French authorities plan to shut down a mosque where ‘targeting Christians, homosexuals, Jews’ are preached
The extreme preaching of an imam at a mosque in France has prompted the interior minister to close it for up to six months.
Gerald Darmanin told Cnews TV that he had “triggered” the closure of the mosque in Beauvais, a 50,000-person town 100 km north of Paris, due to “unacceptable” preaching.
In his speeches, the mosque’s imam “targets Christians, homosexuals, and Jews.”
In the Oise region, authorities had already announced plans to close the mosque due to lectures that incited hatred, violence, and “defend jihad.”
In a letter written last week, the Oise prefecture announced the intention, noting that a 10-day period of information gathering was required before any action could be done.
The mosque’s imam was a recent convert, according to the Courrier Picard.
The imam was suspended from his duties following the prefecture’s letter, according to a lawyer for the mosque’s management organisation.
Darmanin announced earlier this year that France would increase checks on mosques and groups accused of disseminating radical Islamic propaganda.
The crackdown followed the death of teacher Samuel Paty in October 2020, who was targeted online for showing controversial caricatures of the Prophet Mohammed published by satirical magazine Charlie Hebdo during a civics class.

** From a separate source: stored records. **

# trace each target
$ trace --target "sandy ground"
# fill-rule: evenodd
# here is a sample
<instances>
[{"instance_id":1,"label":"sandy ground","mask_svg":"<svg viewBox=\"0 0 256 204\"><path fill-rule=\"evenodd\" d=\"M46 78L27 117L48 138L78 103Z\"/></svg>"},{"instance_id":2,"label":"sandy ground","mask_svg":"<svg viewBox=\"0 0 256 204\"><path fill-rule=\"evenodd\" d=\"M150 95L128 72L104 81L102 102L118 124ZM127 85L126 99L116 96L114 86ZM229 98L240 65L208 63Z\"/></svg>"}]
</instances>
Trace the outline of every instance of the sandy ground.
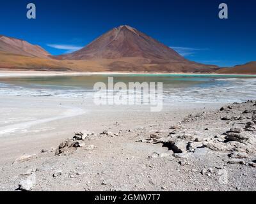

In recent months, 99 mosques and Muslim prayer rooms out of 2,623 in France have been probed for allegedly disseminating “separatist” rhetoric.
Six were being investigated for possible closure under French legislation against extremism and Islamist separatism.
The Simon Wiesenthal Centre’s head praised the government’s decision to close the mosque, saying it will influence the upcoming presidential election.
“Of the 2,600 mosques, prayer halls, and Islamic schools in France, 99 have been investigated so far,” Shimon Samuels stated.